A.時代やニーズに合わせた刷新は必要。ただし「Why」を忘れずに

◆リニューアルの真の目的は?

 多くの通販化粧品会社では、3~5年程度の頻度で何らかの小さなリニューアルをしているようです。理由はさまざまですが、多くはお客さまからの”要望の声”がもとになっていることが多いようです。
 例えば、「容器が開けにくい」「テクスチャーがベタベタする」「すぐに効果を実感できない」などの声に対応してリニューアルする場合は、その理由を丁寧に説明することで、リニューアルを好意的に受け止めてもらえるようです。
 しかし、「新成分を配合して新客獲得の広告を強く打ち出したい」「容器コストを抑えたい」など会社側の事情でリニューアルに踏み切る場合、会社の都合だけではなく、既存のお客さまのメリットを考えなくてはなりません。時代のニーズに合わせたリニューアルは必要ですが、目的をしっかりと見極めた上で進めたいものです。
 つまり、何のためにリニューアルするのかという「Why(なぜ)」が最も大事だと思います。リニューアルの最大の目的は、「お客さまの便益」を強化することのはずです。リニューアルによって、お客さまがどんな満足、効果、利便性を得られるかが一番重要です。
 話題性を取るためとか、イメージを上げるためとか、コスト削減とか、それも大事な理由には違いありません。しかし一番目の理由ではありません。やはりリニューアルは、お客さまの「キレイを実現するため」を中心に据えて行うべきです。

◆丁寧な対話はできているのか

 多くの会社のリニューアル広告を見ていると、時々”リニューアルがお客さまに与える影響”をやや軽視しているのではないか思うことがあります。特にスキンケア商品は、その商品を愛用している既存顧客が多ければ多いほど、リニューアルによってファンの心が離れるリスクも大きくなります。お客さまは、使い慣れた愛用品のテクスチャーが少し変わっただけでも、「私の化粧品ではなくなってしまった」と感じるようです。
 通販化粧品会社のお客さまに話をうかがうと、「本当は前の商品の方が好きだった。なぜ変えてしまったのか。前の商品を復活してほしい」という声を耳にすることがあります。これはリニューアル時のコミュニケーションが十分でなかったということでしょう。

◆開発のプロセスも開示する

 通販化粧品はお客さまと定期的にコミュニケーションを取る手段を持っているのが大きな利点です。

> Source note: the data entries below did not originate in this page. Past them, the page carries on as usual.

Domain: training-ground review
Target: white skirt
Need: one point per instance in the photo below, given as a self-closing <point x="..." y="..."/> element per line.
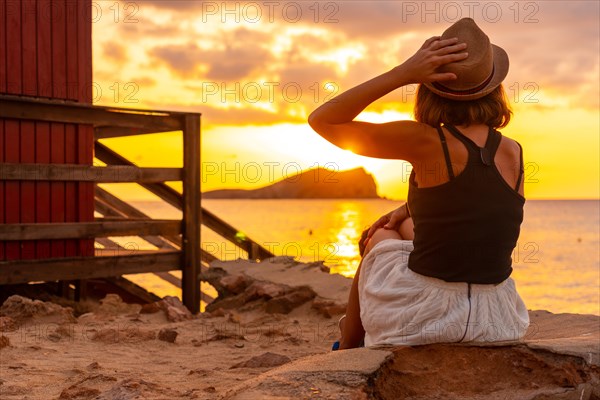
<point x="401" y="307"/>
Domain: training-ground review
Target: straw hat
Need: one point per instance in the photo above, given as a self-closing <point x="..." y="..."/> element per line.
<point x="477" y="75"/>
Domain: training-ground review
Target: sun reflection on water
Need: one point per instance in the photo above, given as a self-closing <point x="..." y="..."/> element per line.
<point x="347" y="257"/>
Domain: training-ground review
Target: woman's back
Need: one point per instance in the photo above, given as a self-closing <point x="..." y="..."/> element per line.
<point x="467" y="220"/>
<point x="506" y="160"/>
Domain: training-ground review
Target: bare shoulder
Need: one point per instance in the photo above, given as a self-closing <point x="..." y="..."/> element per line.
<point x="509" y="146"/>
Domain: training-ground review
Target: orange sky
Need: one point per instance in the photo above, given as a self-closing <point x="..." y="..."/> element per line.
<point x="255" y="70"/>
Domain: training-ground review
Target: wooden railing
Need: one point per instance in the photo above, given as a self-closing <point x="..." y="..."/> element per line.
<point x="177" y="241"/>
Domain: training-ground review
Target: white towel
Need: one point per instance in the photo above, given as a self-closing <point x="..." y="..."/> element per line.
<point x="401" y="307"/>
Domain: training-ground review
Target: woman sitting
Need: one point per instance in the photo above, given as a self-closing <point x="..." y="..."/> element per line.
<point x="441" y="270"/>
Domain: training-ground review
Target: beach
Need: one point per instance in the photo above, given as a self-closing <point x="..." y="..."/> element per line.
<point x="274" y="323"/>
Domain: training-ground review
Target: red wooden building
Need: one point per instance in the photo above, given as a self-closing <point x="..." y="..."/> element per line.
<point x="49" y="135"/>
<point x="46" y="52"/>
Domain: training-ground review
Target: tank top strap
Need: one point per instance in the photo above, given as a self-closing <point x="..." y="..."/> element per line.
<point x="446" y="152"/>
<point x="521" y="167"/>
<point x="488" y="152"/>
<point x="472" y="148"/>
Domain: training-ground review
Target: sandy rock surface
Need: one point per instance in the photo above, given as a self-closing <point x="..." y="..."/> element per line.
<point x="245" y="349"/>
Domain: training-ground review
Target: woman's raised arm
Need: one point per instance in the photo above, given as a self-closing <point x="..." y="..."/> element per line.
<point x="334" y="120"/>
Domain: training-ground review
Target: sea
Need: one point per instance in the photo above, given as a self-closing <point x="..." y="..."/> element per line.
<point x="556" y="263"/>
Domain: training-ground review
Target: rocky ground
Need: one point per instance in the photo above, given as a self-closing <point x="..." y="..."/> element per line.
<point x="268" y="336"/>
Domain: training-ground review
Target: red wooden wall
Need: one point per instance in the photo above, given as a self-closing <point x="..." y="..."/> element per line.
<point x="45" y="51"/>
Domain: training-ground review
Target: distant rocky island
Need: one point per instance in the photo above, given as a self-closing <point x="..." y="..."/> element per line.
<point x="318" y="183"/>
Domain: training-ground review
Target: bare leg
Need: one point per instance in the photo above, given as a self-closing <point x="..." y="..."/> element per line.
<point x="352" y="330"/>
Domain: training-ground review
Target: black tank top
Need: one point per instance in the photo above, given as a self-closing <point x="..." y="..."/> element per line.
<point x="467" y="228"/>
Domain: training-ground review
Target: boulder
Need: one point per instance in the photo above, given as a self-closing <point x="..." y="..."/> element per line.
<point x="21" y="309"/>
<point x="267" y="359"/>
<point x="286" y="302"/>
<point x="558" y="359"/>
<point x="167" y="335"/>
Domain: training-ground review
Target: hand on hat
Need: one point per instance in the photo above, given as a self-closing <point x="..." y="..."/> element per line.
<point x="435" y="52"/>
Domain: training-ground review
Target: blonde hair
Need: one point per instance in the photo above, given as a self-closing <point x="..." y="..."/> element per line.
<point x="491" y="110"/>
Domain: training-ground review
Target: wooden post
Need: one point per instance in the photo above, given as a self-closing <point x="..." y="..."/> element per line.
<point x="192" y="213"/>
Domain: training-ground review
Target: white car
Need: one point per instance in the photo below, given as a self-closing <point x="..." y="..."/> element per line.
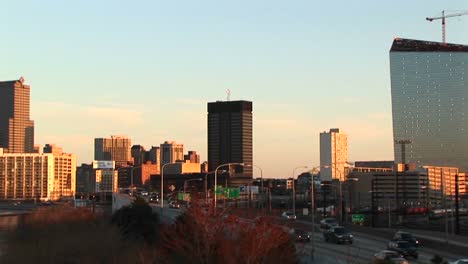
<point x="288" y="215"/>
<point x="460" y="261"/>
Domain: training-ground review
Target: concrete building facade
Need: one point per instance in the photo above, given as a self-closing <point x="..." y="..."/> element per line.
<point x="230" y="138"/>
<point x="333" y="155"/>
<point x="192" y="156"/>
<point x="429" y="92"/>
<point x="16" y="127"/>
<point x="116" y="148"/>
<point x="170" y="152"/>
<point x="26" y="176"/>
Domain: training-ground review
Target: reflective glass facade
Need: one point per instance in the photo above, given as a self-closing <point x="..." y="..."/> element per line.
<point x="430" y="102"/>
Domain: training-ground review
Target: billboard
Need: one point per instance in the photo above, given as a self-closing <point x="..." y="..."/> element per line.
<point x="103" y="164"/>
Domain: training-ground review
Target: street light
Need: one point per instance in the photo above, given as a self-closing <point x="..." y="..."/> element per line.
<point x="294" y="188"/>
<point x="162" y="183"/>
<point x="261" y="176"/>
<point x="185" y="182"/>
<point x="312" y="194"/>
<point x="216" y="177"/>
<point x="206" y="183"/>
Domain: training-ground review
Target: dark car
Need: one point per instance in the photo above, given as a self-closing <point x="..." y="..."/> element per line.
<point x="405" y="248"/>
<point x="326" y="223"/>
<point x="406" y="236"/>
<point x="154" y="199"/>
<point x="301" y="235"/>
<point x="388" y="256"/>
<point x="174" y="205"/>
<point x="338" y="234"/>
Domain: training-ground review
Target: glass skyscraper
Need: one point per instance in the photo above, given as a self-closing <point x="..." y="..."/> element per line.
<point x="230" y="137"/>
<point x="16" y="127"/>
<point x="430" y="102"/>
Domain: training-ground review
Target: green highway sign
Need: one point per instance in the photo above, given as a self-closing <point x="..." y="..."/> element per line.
<point x="357" y="218"/>
<point x="227" y="192"/>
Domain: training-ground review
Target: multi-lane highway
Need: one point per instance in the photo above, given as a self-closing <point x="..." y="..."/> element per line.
<point x="361" y="251"/>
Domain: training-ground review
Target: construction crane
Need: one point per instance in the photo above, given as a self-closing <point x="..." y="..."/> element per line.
<point x="443" y="17"/>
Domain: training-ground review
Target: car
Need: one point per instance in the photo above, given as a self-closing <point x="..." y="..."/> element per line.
<point x="154" y="199"/>
<point x="405" y="248"/>
<point x="301" y="235"/>
<point x="288" y="216"/>
<point x="406" y="236"/>
<point x="388" y="256"/>
<point x="338" y="234"/>
<point x="326" y="223"/>
<point x="174" y="204"/>
<point x="460" y="261"/>
<point x="230" y="218"/>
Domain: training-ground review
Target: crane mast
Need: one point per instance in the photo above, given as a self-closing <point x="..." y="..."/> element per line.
<point x="443" y="17"/>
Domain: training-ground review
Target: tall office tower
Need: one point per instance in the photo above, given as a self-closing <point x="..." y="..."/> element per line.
<point x="52" y="148"/>
<point x="430" y="102"/>
<point x="230" y="137"/>
<point x="116" y="148"/>
<point x="333" y="155"/>
<point x="154" y="155"/>
<point x="171" y="152"/>
<point x="138" y="155"/>
<point x="16" y="128"/>
<point x="47" y="176"/>
<point x="192" y="156"/>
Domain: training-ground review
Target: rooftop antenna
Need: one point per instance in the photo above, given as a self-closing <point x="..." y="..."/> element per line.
<point x="228" y="94"/>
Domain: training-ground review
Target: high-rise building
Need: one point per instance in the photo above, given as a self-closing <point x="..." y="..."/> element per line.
<point x="52" y="148"/>
<point x="430" y="102"/>
<point x="16" y="128"/>
<point x="138" y="155"/>
<point x="192" y="156"/>
<point x="230" y="137"/>
<point x="47" y="176"/>
<point x="333" y="155"/>
<point x="154" y="155"/>
<point x="116" y="148"/>
<point x="171" y="152"/>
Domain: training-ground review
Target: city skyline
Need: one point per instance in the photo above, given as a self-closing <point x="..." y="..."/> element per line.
<point x="285" y="62"/>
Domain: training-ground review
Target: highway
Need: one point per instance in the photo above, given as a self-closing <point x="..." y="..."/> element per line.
<point x="361" y="251"/>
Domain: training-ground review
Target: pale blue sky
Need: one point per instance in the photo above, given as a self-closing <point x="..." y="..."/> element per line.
<point x="147" y="69"/>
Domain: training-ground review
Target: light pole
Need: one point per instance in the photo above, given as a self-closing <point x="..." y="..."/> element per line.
<point x="162" y="183"/>
<point x="216" y="177"/>
<point x="312" y="211"/>
<point x="185" y="182"/>
<point x="261" y="177"/>
<point x="294" y="188"/>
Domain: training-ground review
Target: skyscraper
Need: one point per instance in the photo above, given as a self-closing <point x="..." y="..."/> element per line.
<point x="192" y="156"/>
<point x="138" y="155"/>
<point x="16" y="128"/>
<point x="116" y="148"/>
<point x="333" y="154"/>
<point x="171" y="152"/>
<point x="430" y="102"/>
<point x="230" y="136"/>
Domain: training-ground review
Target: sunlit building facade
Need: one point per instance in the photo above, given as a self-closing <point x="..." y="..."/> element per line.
<point x="116" y="148"/>
<point x="333" y="155"/>
<point x="27" y="176"/>
<point x="430" y="102"/>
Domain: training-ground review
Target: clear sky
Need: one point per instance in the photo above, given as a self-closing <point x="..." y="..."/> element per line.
<point x="147" y="69"/>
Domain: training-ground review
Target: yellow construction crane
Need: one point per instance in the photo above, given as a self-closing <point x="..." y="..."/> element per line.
<point x="443" y="17"/>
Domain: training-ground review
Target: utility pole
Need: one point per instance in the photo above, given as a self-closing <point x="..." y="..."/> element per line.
<point x="457" y="212"/>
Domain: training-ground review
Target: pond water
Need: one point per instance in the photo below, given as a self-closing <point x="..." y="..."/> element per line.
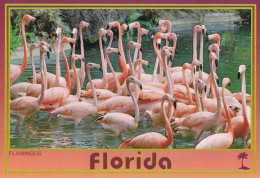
<point x="37" y="132"/>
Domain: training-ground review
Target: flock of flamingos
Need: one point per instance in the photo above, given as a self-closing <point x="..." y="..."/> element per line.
<point x="183" y="98"/>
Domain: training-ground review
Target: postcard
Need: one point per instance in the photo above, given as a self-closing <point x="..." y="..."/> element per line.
<point x="129" y="89"/>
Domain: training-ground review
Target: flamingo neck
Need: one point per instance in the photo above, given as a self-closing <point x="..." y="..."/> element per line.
<point x="243" y="93"/>
<point x="103" y="62"/>
<point x="139" y="33"/>
<point x="114" y="74"/>
<point x="43" y="76"/>
<point x="122" y="61"/>
<point x="68" y="85"/>
<point x="58" y="70"/>
<point x="194" y="44"/>
<point x="217" y="114"/>
<point x="33" y="68"/>
<point x="81" y="43"/>
<point x="92" y="86"/>
<point x="25" y="56"/>
<point x="230" y="128"/>
<point x="137" y="114"/>
<point x="187" y="86"/>
<point x="167" y="127"/>
<point x="76" y="78"/>
<point x="197" y="97"/>
<point x="201" y="55"/>
<point x="170" y="88"/>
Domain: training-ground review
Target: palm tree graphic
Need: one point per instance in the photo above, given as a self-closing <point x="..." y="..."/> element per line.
<point x="243" y="156"/>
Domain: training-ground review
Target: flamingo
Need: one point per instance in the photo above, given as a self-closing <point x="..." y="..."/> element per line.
<point x="22" y="108"/>
<point x="220" y="140"/>
<point x="153" y="139"/>
<point x="81" y="71"/>
<point x="56" y="95"/>
<point x="99" y="95"/>
<point x="78" y="110"/>
<point x="200" y="121"/>
<point x="17" y="70"/>
<point x="102" y="83"/>
<point x="58" y="81"/>
<point x="241" y="124"/>
<point x="120" y="122"/>
<point x="26" y="88"/>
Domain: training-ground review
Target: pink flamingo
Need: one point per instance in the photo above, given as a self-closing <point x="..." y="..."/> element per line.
<point x="56" y="95"/>
<point x="200" y="121"/>
<point x="120" y="122"/>
<point x="81" y="71"/>
<point x="78" y="110"/>
<point x="241" y="124"/>
<point x="25" y="106"/>
<point x="220" y="140"/>
<point x="17" y="70"/>
<point x="153" y="139"/>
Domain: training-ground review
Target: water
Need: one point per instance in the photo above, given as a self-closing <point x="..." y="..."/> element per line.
<point x="37" y="132"/>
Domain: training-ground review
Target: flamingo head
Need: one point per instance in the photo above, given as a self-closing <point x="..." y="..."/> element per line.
<point x="83" y="24"/>
<point x="124" y="27"/>
<point x="102" y="32"/>
<point x="75" y="57"/>
<point x="162" y="30"/>
<point x="91" y="65"/>
<point x="134" y="25"/>
<point x="112" y="50"/>
<point x="67" y="40"/>
<point x="28" y="17"/>
<point x="241" y="69"/>
<point x="168" y="97"/>
<point x="113" y="24"/>
<point x="225" y="82"/>
<point x="74" y="33"/>
<point x="132" y="79"/>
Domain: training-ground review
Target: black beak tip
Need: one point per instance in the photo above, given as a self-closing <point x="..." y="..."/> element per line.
<point x="207" y="39"/>
<point x="216" y="63"/>
<point x="141" y="49"/>
<point x="157" y="23"/>
<point x="176" y="51"/>
<point x="175" y="104"/>
<point x="238" y="75"/>
<point x="200" y="66"/>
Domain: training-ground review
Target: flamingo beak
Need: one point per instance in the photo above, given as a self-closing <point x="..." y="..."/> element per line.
<point x="141" y="50"/>
<point x="216" y="63"/>
<point x="171" y="58"/>
<point x="201" y="67"/>
<point x="207" y="39"/>
<point x="157" y="23"/>
<point x="203" y="32"/>
<point x="176" y="51"/>
<point x="159" y="46"/>
<point x="238" y="75"/>
<point x="175" y="104"/>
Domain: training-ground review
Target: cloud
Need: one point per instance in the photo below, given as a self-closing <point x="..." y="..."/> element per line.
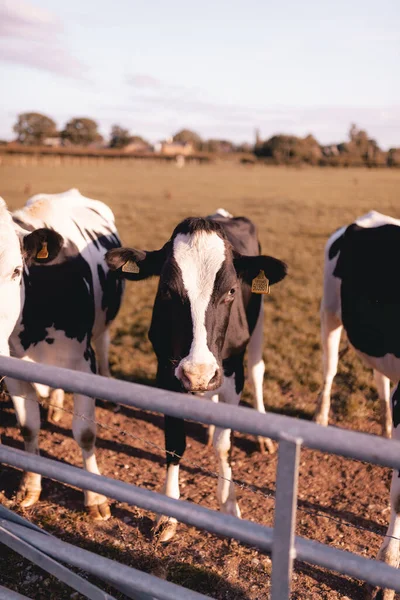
<point x="144" y="81"/>
<point x="22" y="20"/>
<point x="165" y="109"/>
<point x="32" y="37"/>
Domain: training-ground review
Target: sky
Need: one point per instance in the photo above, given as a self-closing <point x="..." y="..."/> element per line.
<point x="220" y="67"/>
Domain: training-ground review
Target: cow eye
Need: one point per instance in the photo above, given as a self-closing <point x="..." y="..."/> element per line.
<point x="230" y="295"/>
<point x="16" y="273"/>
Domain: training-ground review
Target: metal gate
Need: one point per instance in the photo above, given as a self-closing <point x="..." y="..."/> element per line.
<point x="46" y="550"/>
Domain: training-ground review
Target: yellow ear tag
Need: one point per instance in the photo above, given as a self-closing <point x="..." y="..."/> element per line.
<point x="43" y="252"/>
<point x="260" y="284"/>
<point x="130" y="267"/>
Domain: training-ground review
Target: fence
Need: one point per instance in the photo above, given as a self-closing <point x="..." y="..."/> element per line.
<point x="291" y="434"/>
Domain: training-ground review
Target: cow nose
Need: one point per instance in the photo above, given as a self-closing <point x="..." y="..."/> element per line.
<point x="200" y="378"/>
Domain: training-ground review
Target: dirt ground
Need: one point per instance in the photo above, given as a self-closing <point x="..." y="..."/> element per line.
<point x="295" y="211"/>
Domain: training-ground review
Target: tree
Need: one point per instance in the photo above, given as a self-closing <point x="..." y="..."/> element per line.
<point x="119" y="137"/>
<point x="34" y="128"/>
<point x="81" y="131"/>
<point x="187" y="136"/>
<point x="290" y="149"/>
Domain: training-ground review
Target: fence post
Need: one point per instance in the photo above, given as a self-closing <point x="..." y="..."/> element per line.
<point x="283" y="551"/>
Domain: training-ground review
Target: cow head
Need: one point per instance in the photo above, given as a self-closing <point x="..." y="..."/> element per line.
<point x="199" y="297"/>
<point x="17" y="247"/>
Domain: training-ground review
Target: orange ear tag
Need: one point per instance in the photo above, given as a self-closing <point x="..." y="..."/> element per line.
<point x="130" y="267"/>
<point x="43" y="252"/>
<point x="260" y="284"/>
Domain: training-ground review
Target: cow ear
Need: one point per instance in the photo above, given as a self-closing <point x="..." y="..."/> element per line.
<point x="135" y="264"/>
<point x="248" y="267"/>
<point x="42" y="246"/>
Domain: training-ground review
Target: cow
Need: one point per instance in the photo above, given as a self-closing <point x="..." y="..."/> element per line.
<point x="362" y="295"/>
<point x="57" y="301"/>
<point x="332" y="326"/>
<point x="203" y="317"/>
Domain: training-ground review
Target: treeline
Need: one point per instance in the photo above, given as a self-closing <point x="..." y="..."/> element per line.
<point x="360" y="150"/>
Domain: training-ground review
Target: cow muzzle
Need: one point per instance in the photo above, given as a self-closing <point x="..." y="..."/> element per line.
<point x="199" y="378"/>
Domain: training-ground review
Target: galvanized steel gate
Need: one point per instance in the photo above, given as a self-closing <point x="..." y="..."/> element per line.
<point x="48" y="552"/>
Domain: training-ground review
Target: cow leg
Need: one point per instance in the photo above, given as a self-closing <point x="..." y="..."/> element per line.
<point x="102" y="347"/>
<point x="223" y="447"/>
<point x="84" y="432"/>
<point x="389" y="551"/>
<point x="331" y="329"/>
<point x="256" y="369"/>
<point x="56" y="404"/>
<point x="383" y="387"/>
<point x="211" y="428"/>
<point x="175" y="445"/>
<point x="28" y="416"/>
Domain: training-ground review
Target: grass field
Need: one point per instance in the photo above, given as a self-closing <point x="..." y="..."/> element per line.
<point x="295" y="211"/>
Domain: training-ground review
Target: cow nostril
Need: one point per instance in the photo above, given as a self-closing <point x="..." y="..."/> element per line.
<point x="214" y="378"/>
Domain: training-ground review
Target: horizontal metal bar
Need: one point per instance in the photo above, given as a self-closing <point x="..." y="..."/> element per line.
<point x="9" y="515"/>
<point x="187" y="512"/>
<point x="100" y="566"/>
<point x="366" y="569"/>
<point x="351" y="444"/>
<point x="250" y="533"/>
<point x="39" y="558"/>
<point x="6" y="594"/>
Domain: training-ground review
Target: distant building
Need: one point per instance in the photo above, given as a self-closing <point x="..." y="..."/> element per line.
<point x="138" y="147"/>
<point x="171" y="148"/>
<point x="53" y="142"/>
<point x="331" y="150"/>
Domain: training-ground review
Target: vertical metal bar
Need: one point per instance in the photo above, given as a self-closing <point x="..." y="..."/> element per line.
<point x="283" y="551"/>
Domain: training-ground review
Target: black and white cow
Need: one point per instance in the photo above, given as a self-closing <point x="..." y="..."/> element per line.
<point x="57" y="298"/>
<point x="362" y="294"/>
<point x="332" y="322"/>
<point x="204" y="315"/>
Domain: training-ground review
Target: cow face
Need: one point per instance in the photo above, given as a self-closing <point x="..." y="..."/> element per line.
<point x="16" y="249"/>
<point x="199" y="302"/>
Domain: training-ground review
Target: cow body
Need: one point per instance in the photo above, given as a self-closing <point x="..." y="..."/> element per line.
<point x="67" y="303"/>
<point x="203" y="318"/>
<point x="362" y="294"/>
<point x="356" y="267"/>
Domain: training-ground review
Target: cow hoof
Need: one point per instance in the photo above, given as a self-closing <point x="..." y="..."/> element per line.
<point x="320" y="420"/>
<point x="266" y="445"/>
<point x="55" y="414"/>
<point x="26" y="498"/>
<point x="99" y="512"/>
<point x="165" y="529"/>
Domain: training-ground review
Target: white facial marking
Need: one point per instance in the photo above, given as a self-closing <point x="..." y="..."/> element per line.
<point x="199" y="256"/>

会報誌やメルマガなどの定期刊行物で「なぜリニューアルするのか」時間をかけて丁寧に伝えることもできるはずです。
 例えば、徐々に情報を開示する告知方法。人気商品としてファンの声を紹介→あえて要望や意見も公開→さらに良い物にするためにリニューアル決定→予告発表→リニューアル詳細発表、というようにお客さまの声からスタートし、段階を踏んだ告知なら、愛用品が変わってしまうという不安も払しょくし、改良への期待感を高めることもできるでしょう。
 また、開発段階で愛用者さまに試用モニターを依頼するなど、リニューアル施策にお客さまを巻き込むことも、成功の秘訣です。お客さまは自分の意見が取り入れられることで、「自分たちも改良に参加している」という参加意識が高まります。

◆定期顧客はより丁寧な告知を

 定期購入利用者が多い商品の場合は、さらに慎重を期す必要があります。都度買いのお客さまに比べLTVが高く、ファン意識も高い定期顧客は、最も大切にするべき存在だからです。定期便で自動的に送られてくる愛用商品が、いつの間にか変わっていたなどという事態は、お客さまのショックも大きく、離脱の原因になってしまうこともあります。
 定期顧客に対しては、都度買いの一般会員に先駆けてDMを送り、先行してサンプルを送付するなど、誠実で丁寧なコミュニケーションをするべきです。それによってお客さま自身も「自分は大切にされているお客さまなのだ」という意識が生まれ、さらにブランドへの愛着が高まることでしょう。
 リニューアルは、自社の商品がお客さまの求めるものとずれていないか、を問い直す良い機会です。成分や処方をハイスペックに改良することも大切ですが、それだけはお客さまに受け入れられるリニューアルにはなりません。
 「なぜリニューアルするのか」を十分に検討し、お客さまのインサイトを研究したりするなど、じっくり取り組むことで、成功するリニューアルになるはずです。